IPSec is a suite of protocols which adds security to communications at the IP level. Protocols within the IPSec suite make extensive use of cryptographic algorithms. Since these algorithms are computationally very intensive, some hardware acceleration is needed to support high throughput. In this paper we propose a high level architecture of a system on chip (SoC) which implements IPSec. This SoC has been thought to be placed on the main data path of the host machine (flow-through architecture), thus allowing for transparent processing of IPSec traffic. The functionalities of the different blocks and their interactions, along with an estimation of the internal memory size, are also shown.

A Friend or a Foe? Detecting Malware using Memory and CPU Features

With an ever-increasing and ever more aggressive proliferation of malware, its detection is of utmost importance. However, due to the fact that IoT devices are resource-constrained, it is difficult to provide effective solutions. The main goal of this paper is the development of lightweight techniques for dynamic malware detection.
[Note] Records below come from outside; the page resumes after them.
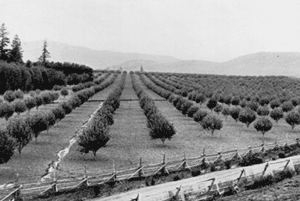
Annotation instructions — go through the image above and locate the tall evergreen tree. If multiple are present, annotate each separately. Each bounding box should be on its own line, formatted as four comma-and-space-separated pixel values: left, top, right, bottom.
39, 40, 50, 65
0, 23, 9, 61
9, 35, 24, 64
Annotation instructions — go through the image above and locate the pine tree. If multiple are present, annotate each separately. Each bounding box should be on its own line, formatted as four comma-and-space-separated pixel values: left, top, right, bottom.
39, 40, 50, 65
0, 23, 9, 61
9, 35, 24, 64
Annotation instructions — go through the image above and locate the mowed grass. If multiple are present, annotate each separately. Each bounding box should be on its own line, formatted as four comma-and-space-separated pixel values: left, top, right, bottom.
60, 75, 299, 177
0, 76, 120, 184
138, 75, 300, 156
For this purpose, we identify an optimized set of features to be monitored at runtime on mobile devices as well as detection algorithms that are suitable for battery-operated environments. We propose to use a minimal set of most indicative memory and CPU features reflecting malicious behavior. The performance analysis and validation of features usefulness in detecting malware have been carried out by considering the Android operating system. The results show that memory and CPU related features contain enough information to discriminate between execution traces belonging to malicious and benign applications with significant detection precision and recall. Since the proposed approach requires only a limited number of features and algorithms of low complexity, we believe that it can be used for effective malware detection, not only on mobile devices, but also on other smart elements of IoT.

What does the memory say? Towards the most indicative features for efficient malware detection

Malware detection methods are divided in two groups: static and dynamic. While methods based on static analysis might be lightweight and suitable for constrained resources of mobile devices, they suffer from inability to detect malware during its execution. On the other side, dynamic detection methods are usually too complex to be run on mobile devices. This paper is about dynamic, but lightweight, detection methods and, in particular, about features that can be used in these methods to identify malware. We take into account all the features related to memory and CPU usage that can be collected and observed on the mobile device through its operating system. We analyze these features and their significance within the malware families they belong to, and take into account the most indicative ones for each family. Furthermore, we analyze the occurrence of features in all the families. By taking into account the most indicative features per malware family we determine ones that are more resistant to variety of mobile malware rather than just observe the overall significance of features. Results show that the number of occurrences of features among the most indicative ones varies; some features appear as good candidates for malware detection in general, some features appear as good candidates for detection of specific malware families, and some others are simply irrelevant.

A Resource-Optimized Approach to Efficient Early Detection of Mobile Malware

With explosive growth in the number of mobile devices mobile malware is rapidly spreading, making security one of the key issues. Existing solutions, which are mainly based on binary signatures, are not very effective. The main contribution of this paper is a novel methodology to design and implement secure mobile devices by offering a resource-optimized method that combines efficient, light-weight malware detection on the mobile device with high precision detection methods on cloud servers. We focus on the early detection of behavioral patterns of malware families rather than the detection of malware binary signatures. Upon detection of an attack, an alarm is raised and the damage that can be caused by the detected malware type is estimated. Furthermore, the database with behavioral patterns is continuously updated, thus keeping a device resistant to new malware families.